Al di là delle battute, questa  assenza di  giocatori di colore in maglia azzurra sembra oggi un’anomalia se la confrontiamo con le altre grandi nazioni europee.

Poi c’è un’altra differenza meno evidente, più sottile ma che va presa in considerazione. Vedendo la partita tra Italia e Svizzera mi è capitato di fare una considerazione. Quella squadra elvetica così compatta, ben organizzata è costituita da calciatori che giocano quasi tutti in campionati stranieri, in Italia, in Germania, in Francia. La cosa è interessante. Seguendo il calcio da molto tempo, io ricordo i tempi in cui l’avere in nazionale calciatori che nel corso dell’anno militano in squadre straniere era considerato un problema. Se ne parlava spesso ai tempi andati a proposito del Brasile. Quando la nazionale verdeoro, pur avendo a disposizione i suoi grandi talenti, attraversava momenti poco felici, le sue difficoltà erano attribuite proprio al fatto che i suoi campioni giocavano in prevalenza all’estero, in Europa, in varie nazioni, varie squadre con idee e pratiche calcistiche diverse e tutto ciò metteva in  crisi l’equilibrio, l’amalgama della squadra.

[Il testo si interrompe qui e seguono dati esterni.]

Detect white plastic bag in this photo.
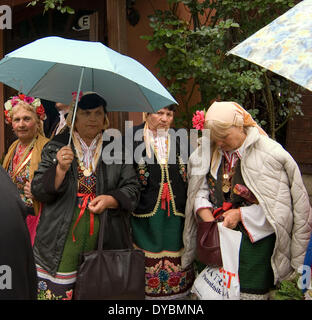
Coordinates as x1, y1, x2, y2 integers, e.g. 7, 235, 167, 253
192, 222, 242, 300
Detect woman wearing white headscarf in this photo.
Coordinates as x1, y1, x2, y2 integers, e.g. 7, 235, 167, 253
182, 102, 312, 299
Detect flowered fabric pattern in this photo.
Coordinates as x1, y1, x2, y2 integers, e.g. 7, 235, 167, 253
192, 110, 205, 130
37, 167, 99, 300
229, 0, 312, 90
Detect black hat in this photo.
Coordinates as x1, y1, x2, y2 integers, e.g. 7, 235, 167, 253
78, 93, 107, 113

Oggi tutto è cambiato, raggruppare atleti che nel corso dell’anno agiscono in contesti diversi non è più un problema ma una ricchezza. Significa portare all’interno della propria rappresentativa nazionale conoscenze nuove, esperienze maturate altrove, duttilità nell’adattarsi alle diverse situazioni. Non sarà un caso che a ben leggere le formazioni, oltre a quella svizzera, si nota come le due punte dell’Inghilterra giochino in Spagna e in Germania, il perno del centrocampo spagnolo in Inghilterra, i più talentuosi francesi in Spagna e in Italia, quelli portoghesi in Inghilterra.

All’Italia manca anche tutto questo, nessuno dei nostri calciatori va a cercare stimoli in altri campionati, le uniche eccezioni sono state la vicenda non proprio esaltante di Donnarumma e quella, disastrosa di Tonali. Per il resto si preferisce la scelta più comoda, rassicurante del paese natio con  i suoi  orizzonti limitati, chiusi al confronto con il resto dell’Europa. Questo, purtroppo, non riguarda solo il calcio che è, anzi, proprio lo specchio fedele dell’Italia di oggi.